The functional form of $g$ can be determined experimentally or from simulations. Once this function is determined, the transport property can be predicted at any thermodynamic state as

$Y(T, \rho) = f^{-1}(\hat{Y}(s^{\mathrm{res}}(T, \rho)))$,

provided that an accurate equation of state is available for calculation of the residual entropy.

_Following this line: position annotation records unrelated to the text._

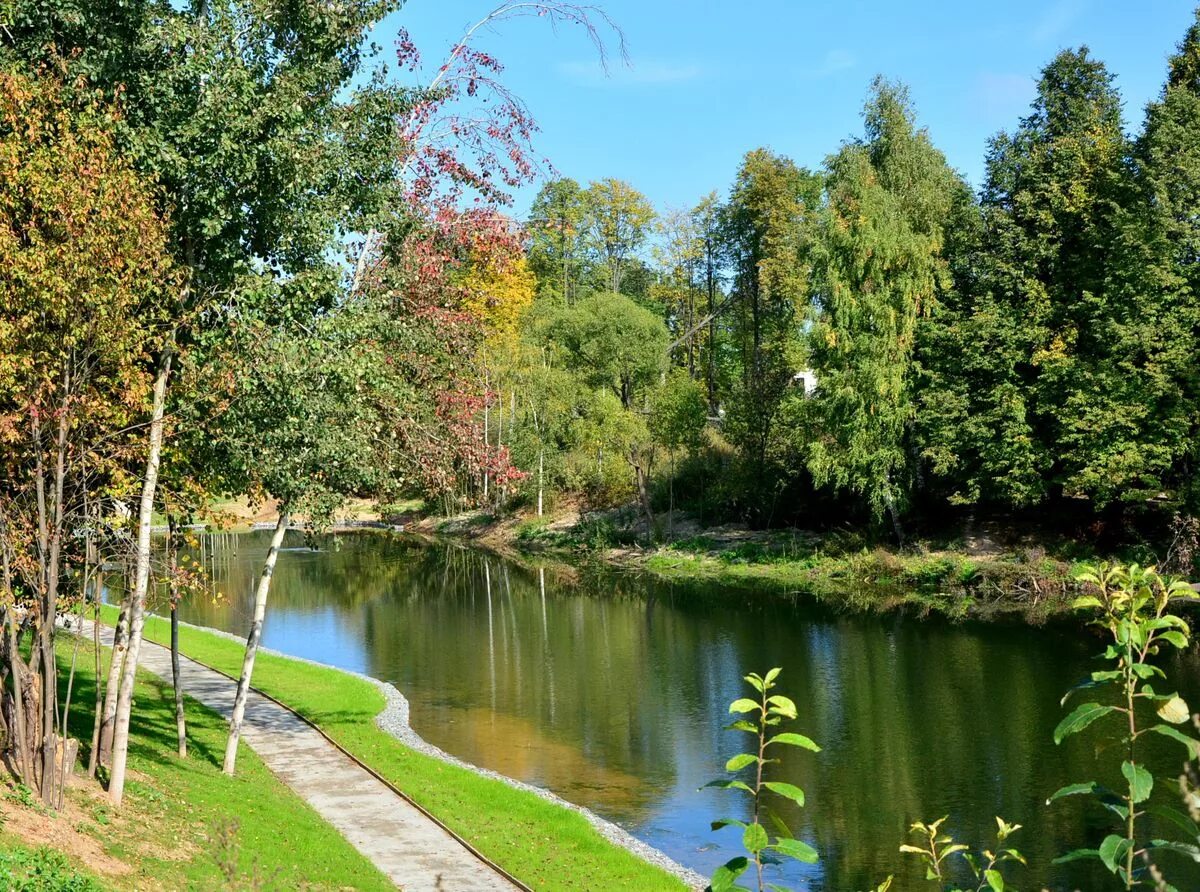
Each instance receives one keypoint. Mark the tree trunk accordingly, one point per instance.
(21, 760)
(180, 722)
(172, 568)
(99, 711)
(256, 632)
(141, 585)
(541, 477)
(108, 717)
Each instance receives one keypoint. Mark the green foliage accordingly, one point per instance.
(612, 342)
(936, 848)
(1132, 605)
(42, 870)
(761, 714)
(879, 269)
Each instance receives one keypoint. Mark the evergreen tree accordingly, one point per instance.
(879, 268)
(767, 228)
(1168, 162)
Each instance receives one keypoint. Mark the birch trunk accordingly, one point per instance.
(141, 585)
(256, 632)
(108, 717)
(180, 722)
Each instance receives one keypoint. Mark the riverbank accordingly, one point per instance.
(973, 578)
(184, 824)
(533, 836)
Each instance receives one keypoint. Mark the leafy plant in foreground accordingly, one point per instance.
(936, 849)
(765, 712)
(1132, 605)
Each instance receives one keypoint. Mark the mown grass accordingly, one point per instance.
(545, 845)
(184, 824)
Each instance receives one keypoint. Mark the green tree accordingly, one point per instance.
(618, 222)
(304, 156)
(83, 274)
(767, 237)
(307, 427)
(677, 415)
(879, 268)
(1165, 318)
(557, 217)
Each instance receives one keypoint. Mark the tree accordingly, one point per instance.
(879, 269)
(678, 255)
(556, 232)
(306, 430)
(618, 222)
(767, 233)
(83, 267)
(1167, 318)
(305, 156)
(707, 221)
(613, 343)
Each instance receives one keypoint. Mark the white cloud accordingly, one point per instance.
(1056, 19)
(647, 73)
(834, 61)
(1003, 95)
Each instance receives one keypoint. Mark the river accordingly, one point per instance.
(611, 689)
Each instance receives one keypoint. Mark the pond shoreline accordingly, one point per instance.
(957, 584)
(394, 720)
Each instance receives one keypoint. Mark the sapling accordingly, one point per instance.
(1132, 604)
(760, 714)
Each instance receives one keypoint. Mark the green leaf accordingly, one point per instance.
(755, 838)
(786, 790)
(1080, 718)
(1175, 711)
(797, 850)
(1113, 850)
(726, 875)
(783, 706)
(729, 785)
(795, 740)
(1177, 735)
(739, 761)
(1141, 782)
(1175, 638)
(1077, 855)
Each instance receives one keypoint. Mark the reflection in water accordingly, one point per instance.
(612, 690)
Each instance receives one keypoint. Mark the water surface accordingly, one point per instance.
(611, 689)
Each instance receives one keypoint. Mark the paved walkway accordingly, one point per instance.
(407, 846)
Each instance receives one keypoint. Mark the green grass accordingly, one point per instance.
(181, 818)
(547, 846)
(951, 584)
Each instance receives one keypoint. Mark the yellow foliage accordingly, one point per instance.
(498, 297)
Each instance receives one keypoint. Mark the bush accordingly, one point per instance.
(41, 870)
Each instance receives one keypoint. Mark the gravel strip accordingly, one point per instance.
(394, 719)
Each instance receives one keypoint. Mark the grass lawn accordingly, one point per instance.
(184, 824)
(547, 846)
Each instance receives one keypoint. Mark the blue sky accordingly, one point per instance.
(711, 81)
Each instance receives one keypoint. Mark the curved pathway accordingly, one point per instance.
(405, 844)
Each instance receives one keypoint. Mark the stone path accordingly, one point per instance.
(407, 846)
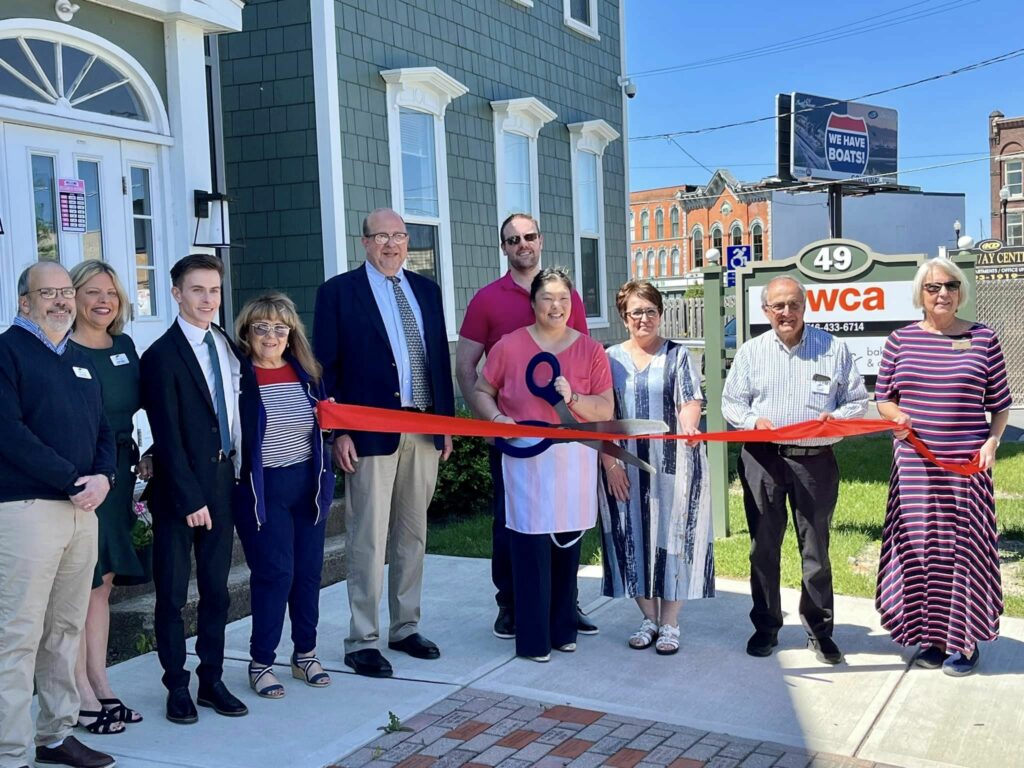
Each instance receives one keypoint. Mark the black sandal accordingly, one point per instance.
(121, 713)
(104, 724)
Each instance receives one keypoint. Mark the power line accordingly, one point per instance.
(960, 71)
(853, 29)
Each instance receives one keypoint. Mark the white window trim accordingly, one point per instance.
(430, 90)
(586, 30)
(524, 117)
(591, 136)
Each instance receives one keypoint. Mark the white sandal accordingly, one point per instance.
(668, 640)
(643, 637)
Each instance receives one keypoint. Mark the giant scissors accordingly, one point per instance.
(547, 392)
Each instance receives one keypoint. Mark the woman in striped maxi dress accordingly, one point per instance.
(939, 583)
(657, 538)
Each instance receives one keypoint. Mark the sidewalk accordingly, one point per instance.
(784, 711)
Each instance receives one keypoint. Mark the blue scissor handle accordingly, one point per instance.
(545, 391)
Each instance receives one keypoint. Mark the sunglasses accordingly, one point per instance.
(517, 239)
(952, 286)
(262, 329)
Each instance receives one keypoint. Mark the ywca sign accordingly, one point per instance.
(852, 293)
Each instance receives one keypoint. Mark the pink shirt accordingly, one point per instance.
(584, 364)
(502, 306)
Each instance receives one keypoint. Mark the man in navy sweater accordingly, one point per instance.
(56, 466)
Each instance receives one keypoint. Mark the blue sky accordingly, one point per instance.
(939, 123)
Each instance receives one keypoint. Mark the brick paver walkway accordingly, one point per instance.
(474, 728)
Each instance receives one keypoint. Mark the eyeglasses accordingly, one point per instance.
(262, 329)
(778, 308)
(517, 239)
(382, 239)
(952, 286)
(51, 293)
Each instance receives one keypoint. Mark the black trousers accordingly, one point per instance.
(810, 483)
(173, 543)
(545, 591)
(501, 554)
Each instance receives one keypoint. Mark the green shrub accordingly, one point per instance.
(464, 480)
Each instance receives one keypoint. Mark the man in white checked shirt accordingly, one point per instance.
(788, 375)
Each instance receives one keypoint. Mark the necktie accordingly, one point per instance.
(417, 357)
(218, 387)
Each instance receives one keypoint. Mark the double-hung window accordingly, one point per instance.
(588, 141)
(417, 98)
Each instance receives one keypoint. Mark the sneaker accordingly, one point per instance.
(584, 625)
(960, 666)
(505, 624)
(930, 657)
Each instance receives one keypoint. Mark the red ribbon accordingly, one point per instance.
(364, 419)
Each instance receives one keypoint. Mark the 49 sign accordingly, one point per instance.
(833, 261)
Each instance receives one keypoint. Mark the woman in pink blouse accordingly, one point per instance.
(550, 499)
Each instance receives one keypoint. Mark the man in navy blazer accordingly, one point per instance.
(379, 332)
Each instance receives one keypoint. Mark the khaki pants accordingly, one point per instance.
(47, 554)
(388, 494)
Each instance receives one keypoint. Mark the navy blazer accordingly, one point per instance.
(185, 432)
(359, 367)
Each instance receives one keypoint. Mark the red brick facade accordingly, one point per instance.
(1006, 137)
(719, 214)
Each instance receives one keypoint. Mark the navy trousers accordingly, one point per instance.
(286, 557)
(545, 579)
(501, 556)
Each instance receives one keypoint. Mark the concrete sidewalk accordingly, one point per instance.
(873, 708)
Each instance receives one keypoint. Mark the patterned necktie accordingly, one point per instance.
(218, 386)
(417, 357)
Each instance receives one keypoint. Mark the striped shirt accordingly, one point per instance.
(768, 380)
(289, 417)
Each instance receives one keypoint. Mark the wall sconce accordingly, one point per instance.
(212, 222)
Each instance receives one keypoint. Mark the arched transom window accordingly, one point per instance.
(66, 77)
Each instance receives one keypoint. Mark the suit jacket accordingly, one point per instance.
(359, 366)
(185, 432)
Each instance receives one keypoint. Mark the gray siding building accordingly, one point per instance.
(454, 113)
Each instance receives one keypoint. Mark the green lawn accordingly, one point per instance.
(856, 527)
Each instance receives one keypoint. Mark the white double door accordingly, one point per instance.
(123, 201)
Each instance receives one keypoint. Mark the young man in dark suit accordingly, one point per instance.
(190, 380)
(379, 332)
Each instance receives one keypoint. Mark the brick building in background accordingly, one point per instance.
(672, 227)
(1006, 137)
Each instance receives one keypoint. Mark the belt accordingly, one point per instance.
(793, 452)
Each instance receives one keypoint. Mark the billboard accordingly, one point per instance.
(835, 140)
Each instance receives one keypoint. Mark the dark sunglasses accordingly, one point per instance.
(951, 286)
(517, 239)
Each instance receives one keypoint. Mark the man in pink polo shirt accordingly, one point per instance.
(498, 308)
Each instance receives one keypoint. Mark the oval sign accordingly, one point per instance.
(833, 259)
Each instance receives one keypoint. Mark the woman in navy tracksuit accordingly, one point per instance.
(285, 489)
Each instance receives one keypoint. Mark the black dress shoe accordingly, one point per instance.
(369, 663)
(762, 642)
(824, 649)
(417, 646)
(221, 700)
(584, 625)
(73, 753)
(505, 624)
(179, 707)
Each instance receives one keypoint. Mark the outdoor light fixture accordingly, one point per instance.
(212, 222)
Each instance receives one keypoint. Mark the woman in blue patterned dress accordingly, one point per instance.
(657, 537)
(939, 581)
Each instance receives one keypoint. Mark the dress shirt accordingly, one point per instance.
(787, 386)
(230, 373)
(388, 306)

=== Example: Viscosity ===
A wide range of scaling functions $f$ have been proposed for different transport properties. One example is the original scaling proposed by Rosenfeld for the viscosity, which gives the scaled viscosity

$\hat{\eta} = \frac{\eta }{\rho_N^{2 / 3} \sqrt{m k_\mathrm{B} T}}$,

where $\eta$ is the shear viscosity, $\rho_N$ is the particle density, $m$ is the particle mass, and $k_\mathrm{B}$ is the Boltzmann constant.

== Limitations ==
While residual entropy scaling has gained significant traction in recent years, its practical application is limited by the fact that the form of the monovariate function $g(s^\mathrm{res})$ must be determined either experimentally or from simulations. Still, residual entropy scaling has proven itself as a useful tool for correlation of experimental measurements, and as a basis for developing mixing rules.